Die in den letzten Tagen wieder aufgeflammte Debatte um den Ausbau der B 224 zur A 52 auf Gladbecker Stadtgebiet bewegt auch die junge Generation. „Hocherfreut haben wir zur Kenntnis genommen, dass in die Ausbaupläne zwischen Gelsenkirchen-Buer und dem Autobahnkreuz Essen/Gladbeck, nicht zuletzt aufgrund des unermüdlichen Einsatzes von Sven Volmering, wieder Bewegung gekommen ist“, freuen sich die Vorsitzenden der betroffenen Kreisverbände der Jungen Union (JU), Andreas Batzel (Gelsenkirchen), Dennis Beckers (Bottrop), Dominic Colloff (Recklinghausen) und Jessica Roth (Essen).
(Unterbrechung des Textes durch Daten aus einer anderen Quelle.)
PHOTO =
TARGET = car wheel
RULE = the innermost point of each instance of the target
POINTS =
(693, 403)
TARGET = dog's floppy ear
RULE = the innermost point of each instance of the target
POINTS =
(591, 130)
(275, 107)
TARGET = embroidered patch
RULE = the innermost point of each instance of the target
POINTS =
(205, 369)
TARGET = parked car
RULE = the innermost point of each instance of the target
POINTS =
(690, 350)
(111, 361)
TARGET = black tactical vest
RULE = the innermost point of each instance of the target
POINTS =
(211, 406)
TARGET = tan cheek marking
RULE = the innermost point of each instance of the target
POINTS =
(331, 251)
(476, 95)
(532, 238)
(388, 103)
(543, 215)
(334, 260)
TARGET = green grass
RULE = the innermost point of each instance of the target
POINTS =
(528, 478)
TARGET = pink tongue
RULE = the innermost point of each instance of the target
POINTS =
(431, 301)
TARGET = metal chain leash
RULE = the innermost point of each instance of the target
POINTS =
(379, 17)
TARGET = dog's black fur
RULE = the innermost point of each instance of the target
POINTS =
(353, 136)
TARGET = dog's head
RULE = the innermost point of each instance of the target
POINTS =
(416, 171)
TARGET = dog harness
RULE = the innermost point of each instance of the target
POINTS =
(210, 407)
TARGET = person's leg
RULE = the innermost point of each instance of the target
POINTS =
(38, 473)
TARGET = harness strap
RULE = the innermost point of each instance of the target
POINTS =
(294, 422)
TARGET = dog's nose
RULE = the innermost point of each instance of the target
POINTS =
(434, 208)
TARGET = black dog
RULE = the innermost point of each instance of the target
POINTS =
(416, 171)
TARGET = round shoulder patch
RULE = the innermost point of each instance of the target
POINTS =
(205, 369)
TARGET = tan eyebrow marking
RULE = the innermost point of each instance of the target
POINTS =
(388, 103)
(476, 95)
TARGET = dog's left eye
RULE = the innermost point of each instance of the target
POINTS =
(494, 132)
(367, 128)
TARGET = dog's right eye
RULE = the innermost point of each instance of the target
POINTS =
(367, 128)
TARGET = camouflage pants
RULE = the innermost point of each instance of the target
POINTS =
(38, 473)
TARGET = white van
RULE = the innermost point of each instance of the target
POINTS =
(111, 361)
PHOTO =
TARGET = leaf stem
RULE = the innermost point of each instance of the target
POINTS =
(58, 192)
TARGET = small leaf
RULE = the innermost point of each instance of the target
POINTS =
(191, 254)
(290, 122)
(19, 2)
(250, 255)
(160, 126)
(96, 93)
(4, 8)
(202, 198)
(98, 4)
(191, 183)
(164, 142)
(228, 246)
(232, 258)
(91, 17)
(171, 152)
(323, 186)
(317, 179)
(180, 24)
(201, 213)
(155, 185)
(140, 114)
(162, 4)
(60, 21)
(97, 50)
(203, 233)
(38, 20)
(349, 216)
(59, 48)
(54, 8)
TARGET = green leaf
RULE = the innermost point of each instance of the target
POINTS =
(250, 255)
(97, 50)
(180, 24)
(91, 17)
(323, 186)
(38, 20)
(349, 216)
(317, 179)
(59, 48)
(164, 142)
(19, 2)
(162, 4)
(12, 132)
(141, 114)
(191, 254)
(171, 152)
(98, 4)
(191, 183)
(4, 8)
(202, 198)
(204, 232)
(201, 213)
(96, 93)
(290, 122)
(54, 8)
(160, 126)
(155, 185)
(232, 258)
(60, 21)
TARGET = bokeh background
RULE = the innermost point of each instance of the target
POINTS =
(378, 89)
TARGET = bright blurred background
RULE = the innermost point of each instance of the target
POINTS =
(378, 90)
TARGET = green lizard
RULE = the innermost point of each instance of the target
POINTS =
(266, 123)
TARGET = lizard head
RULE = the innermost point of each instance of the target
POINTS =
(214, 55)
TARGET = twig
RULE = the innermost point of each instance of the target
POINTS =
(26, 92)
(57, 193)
Der CDU-Nachwuchs hofft, dass diese neuerliche Chance nun genutzt wird. Denn für die jungen Christdemokraten ist klar, dass der Ausbau der A 52 für die Verkehrsinfrastruktur im Ruhrgebiet unerlässlich ist. „Jeder, der den allmorgendlichen Stau auf der B 224 auf dem Weg zur Arbeit schon einmal erlebt hat, wird das bezeugen können. Die gegenwärtige Situation ist für die Pendler aus dem nördlichen Ruhrgebiet und dem Münsterland unerträglich“, verweist Dominic Colloff auf die evidenten Verkehrsprobleme zwischen Gladbeck und Essen. „Daher ist es zu begrüßen, dass nun auch der Ausbau der A 52 von Gelsenkirchen bis zur A 2 wieder in greifbare Nähe rückt und zusammen mit dem geplanten Teilstück zwischen A 2 und A 42 der nahtlose Ausbau bis nach Essen möglich erscheint“, so Andreas Batzel.